I asked this same question back in 2013 and received a bunch of insufficient technical answers. The best responses I've heard over the years were from Danny and Hobbs. I tried searching this forum, but I can't find them.
My non-technical understanding is that a large capacitor holds more energy and discharges more slowly, which can smear the signal. With a bypass cap, the electrical signal travels through the smaller cap to mitigate the detrimental effects of stored energy in the "fat cap." An analogy is a highway bypass -- they're designed to provide faster, more efficient travel and reduce traffic congestion.

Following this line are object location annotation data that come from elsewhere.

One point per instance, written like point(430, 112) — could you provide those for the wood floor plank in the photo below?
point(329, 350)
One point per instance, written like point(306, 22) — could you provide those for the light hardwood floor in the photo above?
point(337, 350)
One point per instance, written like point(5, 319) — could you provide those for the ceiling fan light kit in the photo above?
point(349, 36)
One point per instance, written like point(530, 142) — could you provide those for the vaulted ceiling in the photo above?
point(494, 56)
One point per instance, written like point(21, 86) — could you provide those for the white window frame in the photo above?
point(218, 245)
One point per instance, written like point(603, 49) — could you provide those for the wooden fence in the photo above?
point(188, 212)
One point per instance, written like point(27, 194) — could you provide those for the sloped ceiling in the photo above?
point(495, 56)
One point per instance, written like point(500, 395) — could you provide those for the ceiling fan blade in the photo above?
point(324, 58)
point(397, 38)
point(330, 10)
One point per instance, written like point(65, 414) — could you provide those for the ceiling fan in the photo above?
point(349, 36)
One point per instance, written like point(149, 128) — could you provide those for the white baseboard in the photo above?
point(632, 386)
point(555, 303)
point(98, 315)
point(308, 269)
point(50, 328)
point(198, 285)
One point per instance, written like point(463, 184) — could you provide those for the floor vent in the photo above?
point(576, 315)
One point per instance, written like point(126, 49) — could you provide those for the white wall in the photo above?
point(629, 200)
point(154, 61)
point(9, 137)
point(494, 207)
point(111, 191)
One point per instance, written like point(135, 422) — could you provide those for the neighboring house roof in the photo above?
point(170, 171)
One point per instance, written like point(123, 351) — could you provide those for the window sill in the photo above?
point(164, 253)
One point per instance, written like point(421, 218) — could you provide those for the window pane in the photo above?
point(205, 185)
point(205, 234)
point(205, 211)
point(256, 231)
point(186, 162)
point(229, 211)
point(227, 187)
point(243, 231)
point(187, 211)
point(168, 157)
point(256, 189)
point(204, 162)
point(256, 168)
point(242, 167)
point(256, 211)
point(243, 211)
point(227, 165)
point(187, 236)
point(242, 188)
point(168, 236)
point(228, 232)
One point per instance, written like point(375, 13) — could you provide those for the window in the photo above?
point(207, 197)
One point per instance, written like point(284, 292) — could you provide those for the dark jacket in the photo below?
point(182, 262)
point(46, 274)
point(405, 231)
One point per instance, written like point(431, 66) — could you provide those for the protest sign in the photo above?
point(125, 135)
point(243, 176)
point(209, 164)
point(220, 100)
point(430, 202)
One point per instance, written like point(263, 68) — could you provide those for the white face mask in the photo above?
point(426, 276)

Interestingly, after I wrote this, I asked ChatGPT about bypass caps in speaker crossovers, and it offered the same analogy:
Imagine your speaker crossover as a traffic manager at an intersection, directing different sounds (like bass, midrange, and treble) to different lanes or drivers (the speaker drivers). Normally, each sound type (bass, midrange, treble) is routed to its own speaker driver (e.g., a woofer or tweeter) so that it plays optimally for that driver. Now, a bypass capacitor is like a shortcut that allows some high-frequency sounds (treble) to bypass the usual traffic signals (the crossover circuit). It provides the treble a shorter path to the tweeter, helping it reach the speaker driver more directly. In simple terms, the bypass capacitor on the highs, for example, ensures that the treble reaches the tweeter without delay or unwanted interference, leading to cleaner and more accurate sound.